An Account of the Life of that Ancient Servant of Jesus Christ, John Richardson, Giving a Relation of Many of his Trials and Exercises in his Youth, and his Services in the Work of the Ministry, in England Ireland and America.
Bolton, (Mass.): Re-Published by Daniel Cooledge, 10th mo. 1807. Evidently a reissue of the sheets of the 1783 American edition. 8vo (8.13 x 5.13 inches), contemporary tooled leather cover mounted over the boards and secured with pasted-down free endpapers, red morocco spine label visible through cut window, [2], vi, 236 pages. Some foxing and light wear; the leather cover is a bit rubbed in spots, but overall a quite handsome and very good copy. Item #20881
A curious instance of subscription publication, with the printed notice at the foot of the subscription list, “The design of the intended publisher, of a new Edition of the Life of John Richardson, bring frustrated by a competent number of Subscribers not being returned, and he hearing of an old Edition, printed many years since in Philadelphia, and feeling willing to gratify the solicitude of those who were anxious to obtain them, has purchased enough to supply those who have subscribed. And as the quality and size of the Book is as much as one third better than a new Edition could be afforded at the subscription price, he presumes none will object to receiving them; but if so, they are left to their choice.”

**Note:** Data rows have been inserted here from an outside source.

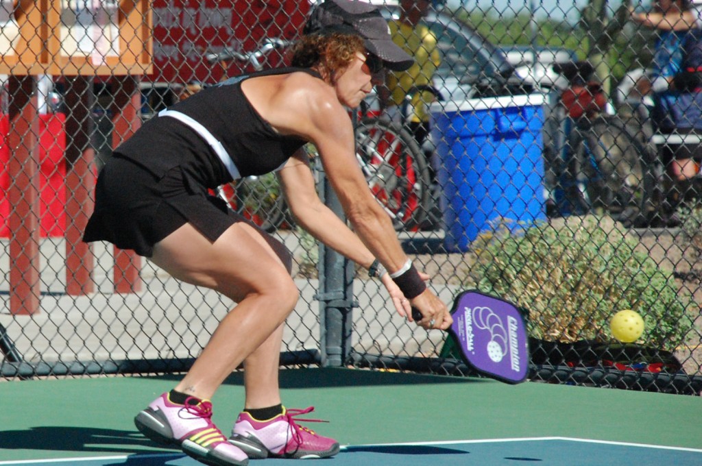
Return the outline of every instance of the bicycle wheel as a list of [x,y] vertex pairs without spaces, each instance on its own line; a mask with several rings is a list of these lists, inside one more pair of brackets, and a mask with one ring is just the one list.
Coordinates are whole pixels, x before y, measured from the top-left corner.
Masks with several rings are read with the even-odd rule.
[[232,209],[271,232],[286,220],[288,208],[273,173],[249,176],[221,187],[220,195]]
[[582,121],[571,134],[568,173],[585,211],[631,222],[651,207],[655,154],[618,118]]
[[419,227],[429,207],[430,179],[414,138],[390,121],[364,118],[356,128],[356,157],[395,229]]

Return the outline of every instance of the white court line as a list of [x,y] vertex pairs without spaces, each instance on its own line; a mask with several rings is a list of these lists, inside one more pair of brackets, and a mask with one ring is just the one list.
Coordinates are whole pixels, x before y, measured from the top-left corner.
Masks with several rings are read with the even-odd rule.
[[31,465],[37,462],[74,462],[77,461],[96,461],[96,460],[105,460],[105,461],[112,461],[115,460],[126,460],[129,458],[134,458],[138,456],[140,458],[147,459],[151,458],[161,458],[167,456],[186,456],[185,453],[150,453],[147,455],[140,455],[138,453],[132,453],[131,455],[120,455],[119,456],[81,456],[80,458],[58,458],[56,460],[20,460],[19,461],[0,461],[0,465]]
[[[579,441],[585,444],[604,444],[607,445],[621,445],[622,446],[638,446],[644,448],[657,448],[659,450],[675,450],[677,451],[691,451],[694,453],[702,453],[702,449],[690,448],[682,446],[666,446],[663,445],[650,445],[648,444],[633,444],[623,441],[610,441],[607,440],[592,440],[590,439],[576,439],[574,437],[522,437],[515,439],[482,439],[477,440],[441,440],[437,441],[414,441],[404,444],[373,444],[367,445],[348,445],[342,446],[342,449],[353,448],[355,446],[397,446],[402,445],[406,446],[420,446],[420,445],[456,445],[463,444],[490,444],[499,443],[502,441],[536,441],[549,440],[565,440],[567,441]],[[1,463],[0,463],[1,464]]]
[[[347,448],[352,448],[354,447],[363,447],[363,446],[432,446],[432,445],[457,445],[457,444],[491,444],[491,443],[499,443],[499,442],[508,442],[508,441],[539,441],[549,440],[564,440],[567,441],[578,441],[585,444],[603,444],[607,445],[618,445],[621,446],[635,446],[644,448],[654,448],[658,450],[673,450],[675,451],[690,451],[693,453],[702,453],[702,449],[698,448],[684,448],[682,446],[665,446],[663,445],[649,445],[647,444],[633,444],[630,442],[623,442],[623,441],[609,441],[607,440],[592,440],[590,439],[576,439],[574,437],[524,437],[524,438],[516,438],[516,439],[482,439],[477,440],[442,440],[437,441],[414,441],[414,442],[406,442],[402,444],[366,444],[364,445],[343,445],[341,446],[341,451],[343,451]],[[149,454],[149,455],[140,455],[138,453],[133,453],[131,455],[122,455],[120,456],[93,456],[93,457],[81,457],[81,458],[60,458],[58,460],[21,460],[19,461],[0,461],[0,465],[27,465],[32,463],[52,463],[52,462],[77,462],[77,461],[95,461],[95,460],[126,460],[127,458],[135,459],[138,458],[161,458],[166,456],[179,456],[180,455],[185,456],[185,453],[157,453],[157,454]]]

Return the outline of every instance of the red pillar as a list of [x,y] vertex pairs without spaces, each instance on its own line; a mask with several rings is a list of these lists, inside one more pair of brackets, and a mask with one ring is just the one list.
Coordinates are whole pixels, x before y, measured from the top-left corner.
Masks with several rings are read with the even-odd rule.
[[[141,126],[141,93],[137,76],[115,76],[112,81],[114,104],[112,105],[112,147],[128,139]],[[134,293],[141,291],[141,258],[133,251],[114,248],[114,291]]]
[[66,115],[66,293],[92,293],[95,258],[91,246],[82,241],[93,212],[95,187],[95,94],[91,76],[67,79]]
[[11,76],[10,312],[39,312],[39,116],[37,77]]

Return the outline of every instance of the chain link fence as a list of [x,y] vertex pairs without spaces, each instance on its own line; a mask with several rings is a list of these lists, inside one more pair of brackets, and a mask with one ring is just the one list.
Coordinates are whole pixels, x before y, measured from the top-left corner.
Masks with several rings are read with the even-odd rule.
[[[399,18],[397,2],[377,3]],[[525,310],[533,380],[702,392],[702,94],[666,94],[656,78],[682,66],[683,38],[702,26],[692,8],[656,27],[657,13],[637,16],[651,7],[435,3],[431,50],[416,53],[434,67],[394,112],[373,94],[357,119],[359,163],[406,253],[446,302],[477,288]],[[310,8],[0,0],[4,379],[190,367],[232,303],[82,243],[97,173],[155,112],[284,64]],[[656,119],[662,108],[687,120]],[[404,321],[377,280],[300,231],[274,178],[222,191],[294,255],[301,298],[282,365],[475,375],[444,333]],[[609,330],[623,309],[646,324],[631,343]]]

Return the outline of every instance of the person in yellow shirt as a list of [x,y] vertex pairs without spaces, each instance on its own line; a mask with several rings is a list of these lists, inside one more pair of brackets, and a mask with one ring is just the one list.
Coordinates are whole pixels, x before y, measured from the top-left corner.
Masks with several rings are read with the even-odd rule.
[[[400,0],[399,6],[399,18],[388,24],[390,34],[395,43],[412,56],[415,62],[406,71],[389,72],[387,88],[379,90],[381,107],[395,121],[401,119],[402,102],[413,87],[432,85],[434,73],[441,61],[436,36],[422,22],[431,6],[430,0]],[[405,116],[421,146],[429,130],[428,104],[434,96],[425,91],[415,93],[411,98],[411,114]]]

First published in London in 1757 (with subsequent English editions), Richardson’s journal was first published in Philadelphia by Dunlap in 1759 as an appendage to Bownas’s Journal, then separately published by Cruikshank in 1783; this issue would seem to have been a practical solution to the professed publication problems on the part of Cooledge and his subscription plan.
Cooledge seems to have had roots in Worcester County, Mass., though he appears by this point to have shifted operations to Walpole, New Hampshire, at least per a brief account in the “Notes & Queries” of the 11th month 1912 issue of the Bulletin of the Friends Historical Society of Philadelphia. (Cooledge reappears in the columns of Marcus McCorison’s paper in PBSA 104:2, “Printers and the Law: The Trials of Publishing Obscene Libel in Early America,” where our Friend is ratting out Vermont printers in an 1818 letter to the governor of New Hampshire for publishing two clandestine editions of Fanny Hill; McCorison characterizes Cooledge as a Quaker bookbinder.)
This copy with the ink autograph inscription opposite the title page, “No. 24. - $0.85 Second Social Library in Royalston, April 1st, 1812,” with a note in another hand below that, “Let out to Lyman Ruggle.”
With contemporary tallow
A brief note to the rear blank remarks, “Page 127 two tallow spots” (uncommon explicit evidence of the use of lighting while reading) and another note regarding the text below that.
American Imprints 13497; Sabin 71023; see Evans 18158 & ESTC W10111 for the Cruikshank edition of vi, 236, [2] pages.